A NIGHT TO REMEMBER (1942)

No, not that A NIGHT TO REMEMBER, there’s no Titanic in sight. Instead, a sort of Dark & Stormy Haunted House of Screwball Murder Mystery, with Loretta Young & Brian Aherne as newlyweds just moving into a two-room flat (plus garden) at 13 Gay St. in Greenwich Village. (Real street, by the way.) Turns out they’re early, so the lights aren’t on, but blackmail & murder is running rampant! A delightful situation for Aherne’s murder mystery author, always hunting up his next plot. (No doubt, Columbia was hunting up a new Nick & Nora Charles/THIN MAN Series!) These slapsticky farces can turn dumb & tired pretty quick, but little remembered helmer Richard Wallace keeps everyone light on their toes & doesn’t oversell the hoary physical gags. There’s a real sense of silly fun here, even a couple of nifty scares, thanks to Joseph Walker’s spooky low-key noir lensing. Plus, witty music cues from Werner Heymann that support, rather than simply Mickey Mouse, the comedy. It’s no classic, but generally leans in the right direction; no small feat. (And one that Wallace managed to good effect in comfy little pleasures like WEDDING PRESENT/’36 and YOUNG IN HEART/’38.*) The film gets so darn sensible, they even let Young & Aherne go to the cops when they’ve got something fresh to report. Imagine that! Or maybe they just wanted another chance to show Chief Detective Sidney Toler out of his Charlie Chan drag.

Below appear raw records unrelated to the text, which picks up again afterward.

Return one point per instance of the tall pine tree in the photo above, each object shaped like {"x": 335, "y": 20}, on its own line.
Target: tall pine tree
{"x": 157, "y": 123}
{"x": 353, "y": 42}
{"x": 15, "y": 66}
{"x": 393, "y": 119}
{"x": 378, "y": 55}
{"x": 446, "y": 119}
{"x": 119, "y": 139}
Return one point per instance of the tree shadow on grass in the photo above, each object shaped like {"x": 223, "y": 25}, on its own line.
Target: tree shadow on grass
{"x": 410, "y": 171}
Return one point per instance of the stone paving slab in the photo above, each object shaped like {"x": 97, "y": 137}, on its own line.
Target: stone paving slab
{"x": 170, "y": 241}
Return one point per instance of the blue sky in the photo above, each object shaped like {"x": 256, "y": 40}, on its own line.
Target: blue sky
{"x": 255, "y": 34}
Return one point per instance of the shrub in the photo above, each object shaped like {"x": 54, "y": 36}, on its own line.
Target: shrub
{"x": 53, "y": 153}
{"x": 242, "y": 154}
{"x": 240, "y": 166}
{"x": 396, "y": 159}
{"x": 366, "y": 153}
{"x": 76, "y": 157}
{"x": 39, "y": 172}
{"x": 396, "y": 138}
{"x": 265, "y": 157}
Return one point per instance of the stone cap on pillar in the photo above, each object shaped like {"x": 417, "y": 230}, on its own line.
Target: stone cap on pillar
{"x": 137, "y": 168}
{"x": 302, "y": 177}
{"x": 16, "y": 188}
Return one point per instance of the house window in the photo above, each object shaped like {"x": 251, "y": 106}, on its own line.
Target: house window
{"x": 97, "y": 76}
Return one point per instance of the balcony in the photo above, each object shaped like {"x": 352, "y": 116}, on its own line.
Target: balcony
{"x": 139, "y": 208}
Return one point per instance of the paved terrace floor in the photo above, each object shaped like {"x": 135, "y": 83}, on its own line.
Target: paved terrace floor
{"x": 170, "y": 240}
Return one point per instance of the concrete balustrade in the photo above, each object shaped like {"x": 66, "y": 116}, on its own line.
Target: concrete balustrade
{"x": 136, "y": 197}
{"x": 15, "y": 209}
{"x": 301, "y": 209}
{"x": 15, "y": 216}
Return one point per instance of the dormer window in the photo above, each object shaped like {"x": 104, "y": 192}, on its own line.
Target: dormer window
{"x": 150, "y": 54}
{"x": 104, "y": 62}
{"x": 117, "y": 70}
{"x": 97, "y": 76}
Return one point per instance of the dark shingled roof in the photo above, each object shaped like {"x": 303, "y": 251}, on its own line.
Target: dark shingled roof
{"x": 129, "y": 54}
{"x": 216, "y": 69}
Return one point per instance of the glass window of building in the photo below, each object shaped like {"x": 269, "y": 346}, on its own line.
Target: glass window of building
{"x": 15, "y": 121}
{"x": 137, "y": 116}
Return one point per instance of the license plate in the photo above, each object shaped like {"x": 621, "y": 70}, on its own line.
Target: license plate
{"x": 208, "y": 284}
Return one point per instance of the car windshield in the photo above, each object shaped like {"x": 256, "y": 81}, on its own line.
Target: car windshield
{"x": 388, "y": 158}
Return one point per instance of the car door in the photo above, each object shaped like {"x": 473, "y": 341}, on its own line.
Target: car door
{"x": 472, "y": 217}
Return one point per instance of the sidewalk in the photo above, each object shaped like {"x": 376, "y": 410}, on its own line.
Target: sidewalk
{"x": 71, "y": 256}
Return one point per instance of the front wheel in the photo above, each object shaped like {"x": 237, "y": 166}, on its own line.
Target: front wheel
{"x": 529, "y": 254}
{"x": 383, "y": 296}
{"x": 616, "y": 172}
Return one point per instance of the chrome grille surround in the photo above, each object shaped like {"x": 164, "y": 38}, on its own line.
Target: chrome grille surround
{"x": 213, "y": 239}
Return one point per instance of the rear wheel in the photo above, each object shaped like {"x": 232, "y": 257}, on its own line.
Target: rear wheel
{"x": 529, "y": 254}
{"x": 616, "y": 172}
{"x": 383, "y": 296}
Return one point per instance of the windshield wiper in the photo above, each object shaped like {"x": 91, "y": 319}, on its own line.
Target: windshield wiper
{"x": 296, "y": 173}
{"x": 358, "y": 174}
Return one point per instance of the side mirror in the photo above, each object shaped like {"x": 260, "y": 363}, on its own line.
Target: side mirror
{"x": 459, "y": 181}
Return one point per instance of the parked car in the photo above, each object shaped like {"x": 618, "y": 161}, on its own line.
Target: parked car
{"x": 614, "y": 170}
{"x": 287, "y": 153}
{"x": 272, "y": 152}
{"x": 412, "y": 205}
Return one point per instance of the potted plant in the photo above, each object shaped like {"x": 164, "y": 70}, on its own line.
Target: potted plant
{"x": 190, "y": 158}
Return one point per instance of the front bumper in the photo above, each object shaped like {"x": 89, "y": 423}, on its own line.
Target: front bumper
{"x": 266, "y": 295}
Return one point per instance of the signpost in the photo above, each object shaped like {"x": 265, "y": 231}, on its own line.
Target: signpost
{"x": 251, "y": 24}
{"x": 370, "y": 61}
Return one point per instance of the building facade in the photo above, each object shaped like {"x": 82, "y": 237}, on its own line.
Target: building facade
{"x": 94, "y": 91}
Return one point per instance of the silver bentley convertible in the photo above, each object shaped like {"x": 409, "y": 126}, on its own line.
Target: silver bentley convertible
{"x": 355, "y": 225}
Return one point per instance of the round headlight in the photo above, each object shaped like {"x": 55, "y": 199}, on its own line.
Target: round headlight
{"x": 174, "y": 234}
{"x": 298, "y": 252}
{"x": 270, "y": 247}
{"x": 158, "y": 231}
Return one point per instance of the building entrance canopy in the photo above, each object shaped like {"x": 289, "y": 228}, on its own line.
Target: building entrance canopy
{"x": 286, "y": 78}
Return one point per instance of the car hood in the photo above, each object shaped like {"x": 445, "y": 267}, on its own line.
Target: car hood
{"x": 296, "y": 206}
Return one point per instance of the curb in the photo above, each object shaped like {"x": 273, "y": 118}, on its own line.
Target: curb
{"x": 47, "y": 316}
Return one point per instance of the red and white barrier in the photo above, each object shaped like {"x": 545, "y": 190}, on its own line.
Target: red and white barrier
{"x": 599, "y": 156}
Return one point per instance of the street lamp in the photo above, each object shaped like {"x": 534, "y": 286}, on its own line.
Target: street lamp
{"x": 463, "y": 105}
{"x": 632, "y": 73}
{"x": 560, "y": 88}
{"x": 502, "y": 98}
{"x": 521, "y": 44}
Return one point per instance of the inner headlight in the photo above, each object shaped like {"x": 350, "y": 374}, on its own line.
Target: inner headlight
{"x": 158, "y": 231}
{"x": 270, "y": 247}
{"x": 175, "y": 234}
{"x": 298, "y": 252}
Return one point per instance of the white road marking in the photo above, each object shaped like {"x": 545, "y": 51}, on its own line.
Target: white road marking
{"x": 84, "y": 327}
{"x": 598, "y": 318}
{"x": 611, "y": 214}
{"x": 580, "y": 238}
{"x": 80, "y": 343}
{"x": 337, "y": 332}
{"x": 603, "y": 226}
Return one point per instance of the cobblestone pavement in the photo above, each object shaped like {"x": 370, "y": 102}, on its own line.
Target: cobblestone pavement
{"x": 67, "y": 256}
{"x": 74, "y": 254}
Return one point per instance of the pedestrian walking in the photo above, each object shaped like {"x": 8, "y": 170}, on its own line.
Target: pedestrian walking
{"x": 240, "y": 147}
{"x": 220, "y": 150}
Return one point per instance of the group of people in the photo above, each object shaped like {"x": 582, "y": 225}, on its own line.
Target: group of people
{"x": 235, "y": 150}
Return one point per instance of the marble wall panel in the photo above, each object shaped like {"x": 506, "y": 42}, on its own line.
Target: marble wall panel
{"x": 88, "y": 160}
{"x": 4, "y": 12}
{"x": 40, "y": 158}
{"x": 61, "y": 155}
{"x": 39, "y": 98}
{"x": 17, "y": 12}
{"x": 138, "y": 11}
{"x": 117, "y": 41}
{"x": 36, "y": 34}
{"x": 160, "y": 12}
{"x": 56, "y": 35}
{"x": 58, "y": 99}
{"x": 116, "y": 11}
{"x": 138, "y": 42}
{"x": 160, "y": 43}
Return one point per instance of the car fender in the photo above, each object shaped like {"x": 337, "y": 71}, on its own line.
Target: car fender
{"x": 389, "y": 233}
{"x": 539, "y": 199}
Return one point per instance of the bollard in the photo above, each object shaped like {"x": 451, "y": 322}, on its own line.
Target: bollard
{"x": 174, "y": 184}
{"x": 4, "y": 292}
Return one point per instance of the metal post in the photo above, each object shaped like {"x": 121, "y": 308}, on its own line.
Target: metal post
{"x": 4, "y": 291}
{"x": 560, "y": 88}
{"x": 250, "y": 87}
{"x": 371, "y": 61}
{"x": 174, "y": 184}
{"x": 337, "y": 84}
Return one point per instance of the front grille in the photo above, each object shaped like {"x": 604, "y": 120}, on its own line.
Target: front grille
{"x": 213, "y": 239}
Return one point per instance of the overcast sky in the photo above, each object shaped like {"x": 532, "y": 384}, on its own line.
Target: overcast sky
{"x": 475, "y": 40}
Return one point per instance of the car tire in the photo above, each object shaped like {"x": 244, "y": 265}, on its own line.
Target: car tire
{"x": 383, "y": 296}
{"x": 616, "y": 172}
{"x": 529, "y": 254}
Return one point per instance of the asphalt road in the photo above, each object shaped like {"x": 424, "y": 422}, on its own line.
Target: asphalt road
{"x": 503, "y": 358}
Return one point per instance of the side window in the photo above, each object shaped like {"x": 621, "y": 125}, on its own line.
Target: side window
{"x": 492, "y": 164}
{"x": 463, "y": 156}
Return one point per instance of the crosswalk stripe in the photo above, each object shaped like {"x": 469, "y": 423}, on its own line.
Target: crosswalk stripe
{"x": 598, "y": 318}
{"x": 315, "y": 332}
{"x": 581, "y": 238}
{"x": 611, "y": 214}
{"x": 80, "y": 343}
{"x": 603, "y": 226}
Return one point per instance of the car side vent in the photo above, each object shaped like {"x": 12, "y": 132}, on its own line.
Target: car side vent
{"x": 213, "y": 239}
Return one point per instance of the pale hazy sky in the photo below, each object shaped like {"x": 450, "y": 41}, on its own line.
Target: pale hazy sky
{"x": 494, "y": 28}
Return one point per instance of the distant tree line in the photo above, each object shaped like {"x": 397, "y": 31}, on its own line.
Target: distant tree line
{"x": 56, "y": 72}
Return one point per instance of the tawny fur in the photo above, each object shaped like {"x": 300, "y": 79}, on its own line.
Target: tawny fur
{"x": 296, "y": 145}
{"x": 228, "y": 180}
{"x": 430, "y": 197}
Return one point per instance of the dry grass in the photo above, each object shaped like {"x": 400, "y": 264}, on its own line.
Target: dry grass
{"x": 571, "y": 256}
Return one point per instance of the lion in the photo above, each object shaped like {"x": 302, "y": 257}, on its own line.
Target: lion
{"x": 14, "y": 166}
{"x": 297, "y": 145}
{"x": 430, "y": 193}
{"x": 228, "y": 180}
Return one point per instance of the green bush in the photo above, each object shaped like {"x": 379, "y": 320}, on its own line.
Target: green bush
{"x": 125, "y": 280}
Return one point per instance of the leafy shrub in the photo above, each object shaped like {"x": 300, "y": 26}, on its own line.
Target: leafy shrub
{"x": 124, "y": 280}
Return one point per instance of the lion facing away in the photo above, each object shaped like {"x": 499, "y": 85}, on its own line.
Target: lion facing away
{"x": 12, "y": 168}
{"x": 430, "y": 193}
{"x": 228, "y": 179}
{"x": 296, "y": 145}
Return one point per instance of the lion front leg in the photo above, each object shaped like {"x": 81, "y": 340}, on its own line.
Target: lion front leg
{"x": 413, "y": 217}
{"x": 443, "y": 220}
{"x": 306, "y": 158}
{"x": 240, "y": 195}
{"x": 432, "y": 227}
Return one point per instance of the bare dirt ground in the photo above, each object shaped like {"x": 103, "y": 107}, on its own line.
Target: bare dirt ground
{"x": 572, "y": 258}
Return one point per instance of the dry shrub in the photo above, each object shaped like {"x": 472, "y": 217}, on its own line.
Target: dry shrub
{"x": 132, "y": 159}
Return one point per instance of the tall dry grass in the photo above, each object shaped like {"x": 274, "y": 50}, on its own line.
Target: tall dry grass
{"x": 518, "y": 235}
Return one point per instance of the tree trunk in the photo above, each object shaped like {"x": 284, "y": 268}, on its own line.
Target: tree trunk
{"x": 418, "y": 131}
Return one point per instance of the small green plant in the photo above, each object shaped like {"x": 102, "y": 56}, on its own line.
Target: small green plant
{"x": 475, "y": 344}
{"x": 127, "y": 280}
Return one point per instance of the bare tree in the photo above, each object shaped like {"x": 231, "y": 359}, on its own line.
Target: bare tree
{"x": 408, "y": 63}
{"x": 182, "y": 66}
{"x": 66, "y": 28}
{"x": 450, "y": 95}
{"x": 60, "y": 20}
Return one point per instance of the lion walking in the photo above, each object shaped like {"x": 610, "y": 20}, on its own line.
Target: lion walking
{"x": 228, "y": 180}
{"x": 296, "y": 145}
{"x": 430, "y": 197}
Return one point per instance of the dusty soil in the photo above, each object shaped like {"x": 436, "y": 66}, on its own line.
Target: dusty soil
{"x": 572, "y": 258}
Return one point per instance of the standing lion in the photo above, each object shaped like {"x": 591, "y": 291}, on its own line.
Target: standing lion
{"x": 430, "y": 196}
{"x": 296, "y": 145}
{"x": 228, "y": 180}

SCREWY THOUGHT OF THE DAY: It’s rare to see a Hollywood version of a Manhattan two-room flat that looks more or less like a Manhattan two-room flat. Kudos to art director Lionel Banks! And kudos to whomever it was who managed to get Loretta all sooted up in the coal bin without a whiff of a follow-up BlackFace gag. All she does is wash it right off. Hurrah!

DOUBLE-BILL: *Cary Grant & a blonde Joan Bennett make WEDDING PRESENT viable, but YOUNG IN HEART is even better, with a super cast and sweet Janet Gaynor hanging it up at 32.